Josef Mengele, el siniestro “Ángel de la Muerte” de Auschwitz que pasó su vida oculto en Sudamérica

Josef Mengele, el siniestro “Ángel de la Muerte” de Auschwitz que pasó su vida oculto en Sudamérica

Josef Mengele se ganó el apodo del Ángel de la Muerte porque tenía el poder de decidir quien vivía y quien moría en Auswitchz y por sus horrendos experimentos con prisioneros

 

Había sido uno de los hombres más temibles del régimen nazi, enviando a decenas de miles de personas a la muerte y realizando en indefensos prisioneros todo tipo de atrocidades en el nombre de la ciencia, pero en el pequeño pueblo costero de Bertioga, en el estado de San Pablo, Josef Mengele era uno más.

Por infobae.com





Hasta que una apacible tarde de verano, cuarenta y tres años atrás, un suceso todavía hoy envuelto en misterio destapó la historia de uno de los mayores sádicos que conoció la humanidad. Un monstruo que había estado evadiendo la Justicia por más de 20 años adoptando una serie de identidades falsas y en un estado de constante fuga.

Pero volvamos al verano de 1979 en Bertioga. El cuerpo yace en la arena. Un hombre mayor fue escupido por el mar. Lo rodean tres personas. Domina el silencio. Ninguno hace demasiados esfuerzos por reanimarlo. Es evidente que el hombre ya está muerto.

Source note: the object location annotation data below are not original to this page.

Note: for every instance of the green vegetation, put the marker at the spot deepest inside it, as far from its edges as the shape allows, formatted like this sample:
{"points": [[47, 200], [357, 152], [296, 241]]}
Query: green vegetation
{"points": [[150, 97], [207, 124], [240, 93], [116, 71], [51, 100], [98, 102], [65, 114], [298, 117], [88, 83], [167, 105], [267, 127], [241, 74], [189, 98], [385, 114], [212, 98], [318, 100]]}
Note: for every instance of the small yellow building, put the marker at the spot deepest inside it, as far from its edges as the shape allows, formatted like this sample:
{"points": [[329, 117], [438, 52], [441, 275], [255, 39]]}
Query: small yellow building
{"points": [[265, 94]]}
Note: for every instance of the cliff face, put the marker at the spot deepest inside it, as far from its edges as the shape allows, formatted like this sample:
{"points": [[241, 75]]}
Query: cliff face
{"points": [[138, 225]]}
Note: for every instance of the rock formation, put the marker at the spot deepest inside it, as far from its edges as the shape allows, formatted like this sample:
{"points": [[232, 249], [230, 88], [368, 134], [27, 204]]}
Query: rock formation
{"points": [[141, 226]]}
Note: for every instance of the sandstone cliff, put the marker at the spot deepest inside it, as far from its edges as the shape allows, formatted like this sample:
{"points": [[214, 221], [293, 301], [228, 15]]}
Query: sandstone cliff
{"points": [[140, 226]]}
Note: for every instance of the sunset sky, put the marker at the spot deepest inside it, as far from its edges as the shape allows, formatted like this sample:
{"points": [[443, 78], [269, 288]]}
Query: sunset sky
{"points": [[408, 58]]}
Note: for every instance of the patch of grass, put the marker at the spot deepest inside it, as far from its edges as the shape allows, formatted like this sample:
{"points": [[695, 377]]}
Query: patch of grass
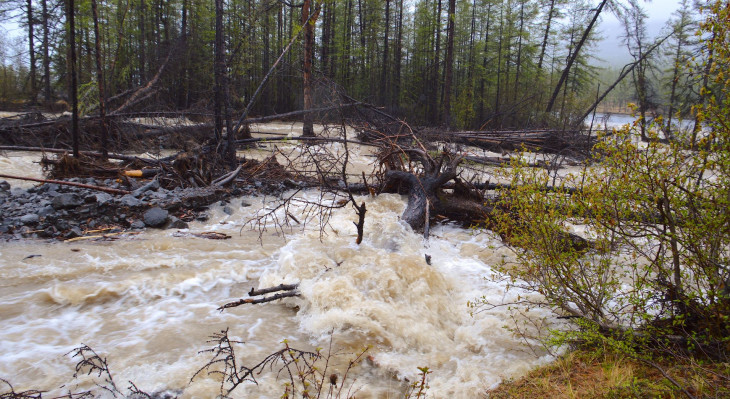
{"points": [[593, 373]]}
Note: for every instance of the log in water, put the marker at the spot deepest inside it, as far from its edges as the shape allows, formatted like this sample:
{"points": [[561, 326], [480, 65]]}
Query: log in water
{"points": [[148, 303]]}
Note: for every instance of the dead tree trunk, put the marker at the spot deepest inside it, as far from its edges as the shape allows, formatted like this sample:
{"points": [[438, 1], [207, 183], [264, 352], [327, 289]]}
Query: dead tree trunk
{"points": [[423, 189]]}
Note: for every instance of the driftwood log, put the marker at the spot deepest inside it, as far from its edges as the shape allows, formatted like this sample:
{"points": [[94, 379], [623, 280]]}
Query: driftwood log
{"points": [[426, 195]]}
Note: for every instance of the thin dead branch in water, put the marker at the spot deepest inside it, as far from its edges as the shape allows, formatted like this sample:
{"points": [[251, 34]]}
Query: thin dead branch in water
{"points": [[289, 288]]}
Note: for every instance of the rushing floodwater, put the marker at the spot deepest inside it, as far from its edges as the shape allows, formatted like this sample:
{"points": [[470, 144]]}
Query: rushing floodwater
{"points": [[148, 303]]}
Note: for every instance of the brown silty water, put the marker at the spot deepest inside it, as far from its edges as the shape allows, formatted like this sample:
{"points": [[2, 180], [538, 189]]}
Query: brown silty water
{"points": [[148, 304]]}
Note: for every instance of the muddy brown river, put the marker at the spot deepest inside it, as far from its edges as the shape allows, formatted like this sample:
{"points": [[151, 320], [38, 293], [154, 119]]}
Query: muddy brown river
{"points": [[148, 302]]}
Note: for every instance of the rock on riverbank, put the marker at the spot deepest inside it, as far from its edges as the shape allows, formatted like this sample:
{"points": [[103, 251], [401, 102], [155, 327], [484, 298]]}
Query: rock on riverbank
{"points": [[62, 212]]}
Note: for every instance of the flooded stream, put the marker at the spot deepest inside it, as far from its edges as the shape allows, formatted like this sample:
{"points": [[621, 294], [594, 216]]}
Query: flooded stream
{"points": [[148, 302]]}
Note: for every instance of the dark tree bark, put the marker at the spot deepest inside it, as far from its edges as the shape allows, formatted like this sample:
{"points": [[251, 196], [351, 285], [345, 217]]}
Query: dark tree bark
{"points": [[384, 89], [423, 189], [482, 79], [100, 80], [545, 37], [574, 55], [142, 39], [433, 103], [220, 63], [449, 62], [307, 128], [398, 56], [46, 57], [73, 84], [31, 52]]}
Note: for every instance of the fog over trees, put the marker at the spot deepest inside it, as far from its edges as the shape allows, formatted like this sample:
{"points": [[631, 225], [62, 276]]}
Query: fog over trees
{"points": [[465, 64]]}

Un policía acude e intenta alguna maniobra. Lo hace sin esperanzas: sólo sigue un difuso protocolo. Si no hubiera testigos, si no estuviera esa pareja mayor que no se despega del cuerpo y que luce muy preocupada, el agente ni siquiera hubiera intentado luchar contra lo inexorable.

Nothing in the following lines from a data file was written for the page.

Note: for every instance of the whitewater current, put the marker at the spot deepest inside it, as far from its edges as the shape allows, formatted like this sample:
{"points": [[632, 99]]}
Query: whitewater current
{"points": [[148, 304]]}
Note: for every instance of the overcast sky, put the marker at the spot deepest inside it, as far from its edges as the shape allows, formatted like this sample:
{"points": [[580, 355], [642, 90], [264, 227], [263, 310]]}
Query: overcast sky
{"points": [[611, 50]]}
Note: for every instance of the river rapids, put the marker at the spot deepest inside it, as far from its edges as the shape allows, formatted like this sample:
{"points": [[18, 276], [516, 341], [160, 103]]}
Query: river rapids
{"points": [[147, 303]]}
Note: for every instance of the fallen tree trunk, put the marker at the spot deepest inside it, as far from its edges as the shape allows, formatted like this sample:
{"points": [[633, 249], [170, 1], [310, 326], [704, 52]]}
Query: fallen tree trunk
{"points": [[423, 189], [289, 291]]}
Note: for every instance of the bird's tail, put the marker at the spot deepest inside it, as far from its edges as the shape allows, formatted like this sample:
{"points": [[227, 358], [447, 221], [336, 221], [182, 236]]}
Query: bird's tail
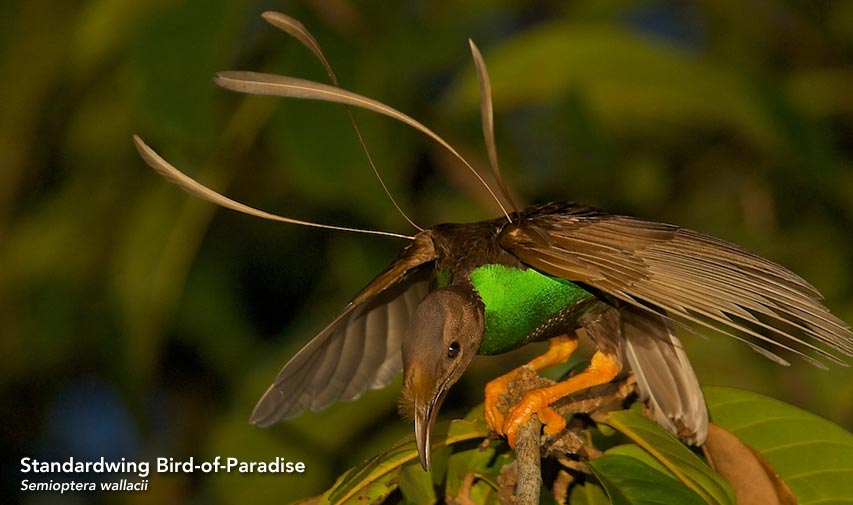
{"points": [[665, 377]]}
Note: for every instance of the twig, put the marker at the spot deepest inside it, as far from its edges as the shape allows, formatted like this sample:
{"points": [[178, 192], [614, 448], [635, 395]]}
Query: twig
{"points": [[527, 458]]}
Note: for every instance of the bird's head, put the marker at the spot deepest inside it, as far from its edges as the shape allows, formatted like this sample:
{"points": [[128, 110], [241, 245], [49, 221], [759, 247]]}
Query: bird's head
{"points": [[443, 336]]}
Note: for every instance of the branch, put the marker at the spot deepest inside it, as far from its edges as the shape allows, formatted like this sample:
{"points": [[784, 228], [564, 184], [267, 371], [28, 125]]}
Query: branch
{"points": [[529, 474]]}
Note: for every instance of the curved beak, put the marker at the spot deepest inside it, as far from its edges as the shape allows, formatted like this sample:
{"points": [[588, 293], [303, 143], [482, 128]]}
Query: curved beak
{"points": [[425, 417]]}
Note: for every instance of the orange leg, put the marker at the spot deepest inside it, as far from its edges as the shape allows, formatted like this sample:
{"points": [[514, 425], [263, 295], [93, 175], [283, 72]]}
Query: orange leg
{"points": [[560, 350], [601, 370]]}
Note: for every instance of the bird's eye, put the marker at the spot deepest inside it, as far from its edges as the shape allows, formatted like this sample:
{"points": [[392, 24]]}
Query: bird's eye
{"points": [[453, 350]]}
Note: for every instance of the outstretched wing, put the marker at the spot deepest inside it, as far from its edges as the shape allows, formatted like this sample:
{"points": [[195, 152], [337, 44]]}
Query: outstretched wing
{"points": [[360, 349], [664, 375], [683, 275]]}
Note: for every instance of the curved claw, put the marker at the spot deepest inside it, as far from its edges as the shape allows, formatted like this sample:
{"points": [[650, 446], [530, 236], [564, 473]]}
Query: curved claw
{"points": [[558, 352], [494, 390], [602, 369]]}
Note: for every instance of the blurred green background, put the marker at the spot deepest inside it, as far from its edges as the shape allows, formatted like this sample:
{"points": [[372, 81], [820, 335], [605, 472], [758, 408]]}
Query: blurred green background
{"points": [[137, 322]]}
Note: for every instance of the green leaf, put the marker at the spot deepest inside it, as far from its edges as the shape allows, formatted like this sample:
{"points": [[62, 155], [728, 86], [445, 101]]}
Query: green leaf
{"points": [[675, 456], [642, 84], [377, 477], [588, 494], [416, 485], [813, 455], [629, 481]]}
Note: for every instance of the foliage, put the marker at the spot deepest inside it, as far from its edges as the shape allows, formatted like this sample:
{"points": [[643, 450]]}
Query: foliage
{"points": [[642, 463], [139, 323]]}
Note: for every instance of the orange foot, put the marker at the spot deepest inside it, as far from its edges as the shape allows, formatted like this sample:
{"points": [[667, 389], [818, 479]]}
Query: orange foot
{"points": [[602, 369], [560, 350]]}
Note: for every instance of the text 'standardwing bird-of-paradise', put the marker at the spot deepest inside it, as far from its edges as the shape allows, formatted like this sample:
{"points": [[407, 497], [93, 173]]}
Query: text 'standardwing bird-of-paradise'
{"points": [[535, 274]]}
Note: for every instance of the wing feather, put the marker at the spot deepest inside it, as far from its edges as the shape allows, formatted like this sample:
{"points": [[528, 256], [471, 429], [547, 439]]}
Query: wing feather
{"points": [[360, 349], [684, 275]]}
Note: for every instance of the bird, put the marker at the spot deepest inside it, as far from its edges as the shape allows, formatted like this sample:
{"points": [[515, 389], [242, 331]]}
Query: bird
{"points": [[544, 273]]}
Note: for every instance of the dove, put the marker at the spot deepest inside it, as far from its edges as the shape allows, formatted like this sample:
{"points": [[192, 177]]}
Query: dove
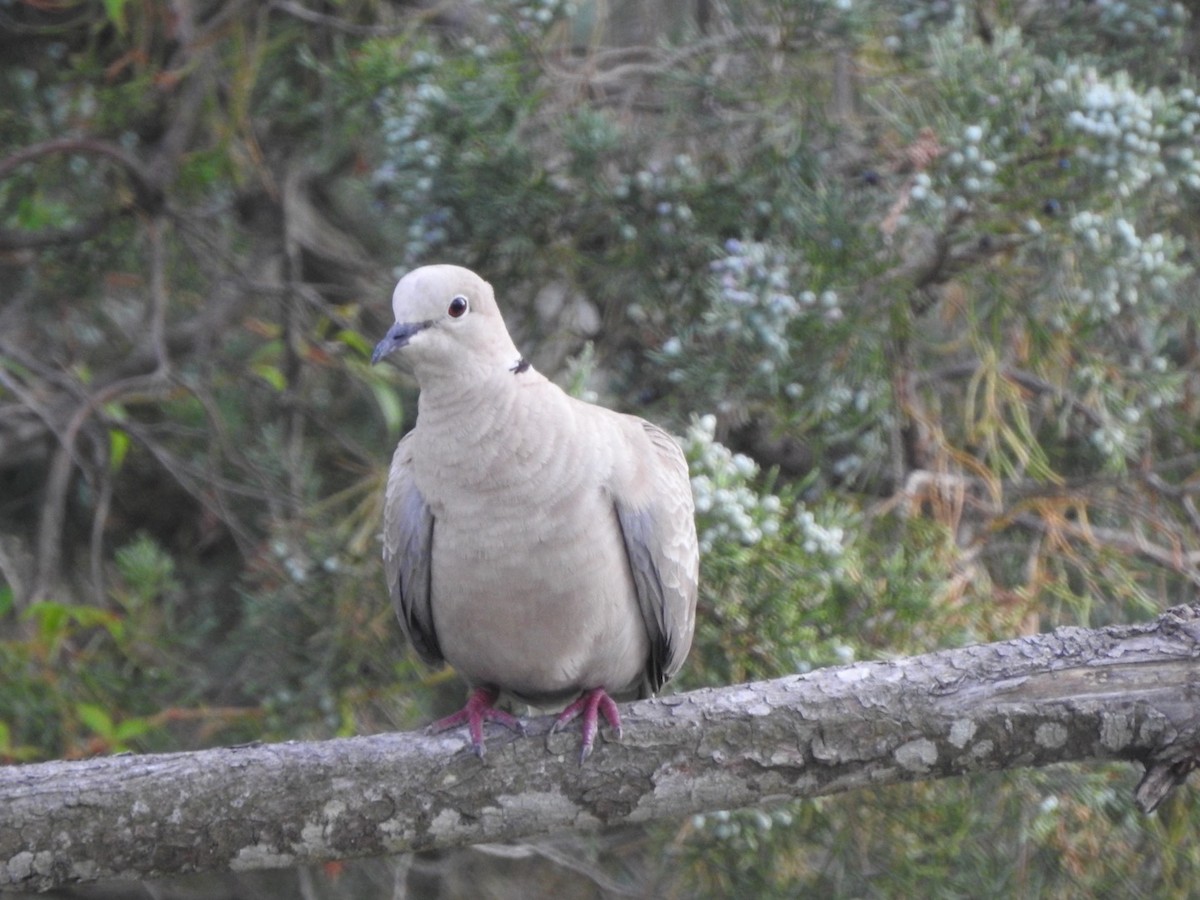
{"points": [[543, 546]]}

Luego, los pasos de rigor. El traslado del cadáver, el certificado de defunción, la identificación del cuerpo, el entierro. En Bertioga, en 1979, vivían unas pocas miles de personas. Para la identificación recurrieron a los documentos que acercaron dos de esas tres personas que estaban junto al cuerpo en la playa: los Stammer, una pareja de origen húngaro que convivía con el muerto.

Según transcribió el médico, el hombre que estaba sin vida en la morgue del hospital tenía 54 años y se llamaba Wolfgang Gerhard. Parecía mucho más viejo. Tal vez por eso, por su mal estado físico para la edad consignada, pareció natural que la muerte se hubiera originado en un ataque al corazón que le sobrevino mientras nadaba en las aguas frías. No se había ahogado. No tenía ninguno de los signos de los que son derrotados por el mar.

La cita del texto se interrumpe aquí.